Generally, redundancy in data processing apparatuses has been used to improve fault tolerance, reliability, and manufacturing yield. Computers have been built with redundant elements, such as data storage disks, to prevent the loss of data in the event of a hardware failure. Computers have also been built with redundant elements, such as processor chips, to provide for automatic replacement of an element that fails during use, or to provide for error detection by executing instructions in “lockstep,” meaning that instructions are executed redundantly. Computer chips including circuitry that may be arranged as arrays, such as memories, have been built with redundant columns that may be used to replace columns that include manufacturing defects or fail as a result of use. However, the use of redundancy within processor chips has been limited by the dense, irregular nature of the transistor layout in processors. An attempt to solve the above problem is described in US Patent Application Publication No. 20060212677 published in 2006 (inventor T. Fossum). The publication describes embodiments of a multi-core processor having active and inactive execution cores. In one embodiment, an apparatus includes a processor having a plurality of execution cores on a single integrated circuit, and a plurality of core identification registers. Each of the plurality of core identification registers corresponds to one of the execution cores to identify whether the execution core is active.
However, as has been mentioned above, all the above implementations are either expensive solution where they need specialized hardware or some of them adversely affect the I/O performance where the RAID operation is done in software.
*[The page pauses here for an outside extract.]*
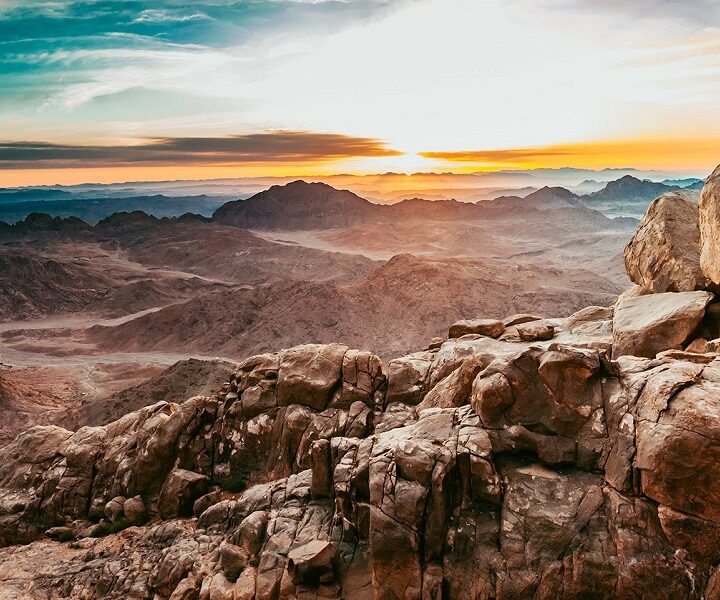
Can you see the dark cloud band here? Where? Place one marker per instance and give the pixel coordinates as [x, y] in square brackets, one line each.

More specifically, in order to improve I/O performance, the system may require expensive solutions such as hardware RAID controllers. None of the above inventions has the inexpensive solution of using one of the independent cores of the main multi-core CPU which is the heart of the computer system for RAID processing and this processing power is always available in present day computer systems with multi-core CPU.
Above we have described various implementations of the RAID solution, showed that the I/O processor is a main component of a hardware RAID controller and that the existing RAID solutions have disadvantages. It also should be noted that the above-mentioned known multi-core processors, e.g., a dual-core processors, also suffer from a number of disadvantages, one of which is that they are not used to their full potentials so that a part of their capacities remains unused for other possible applications.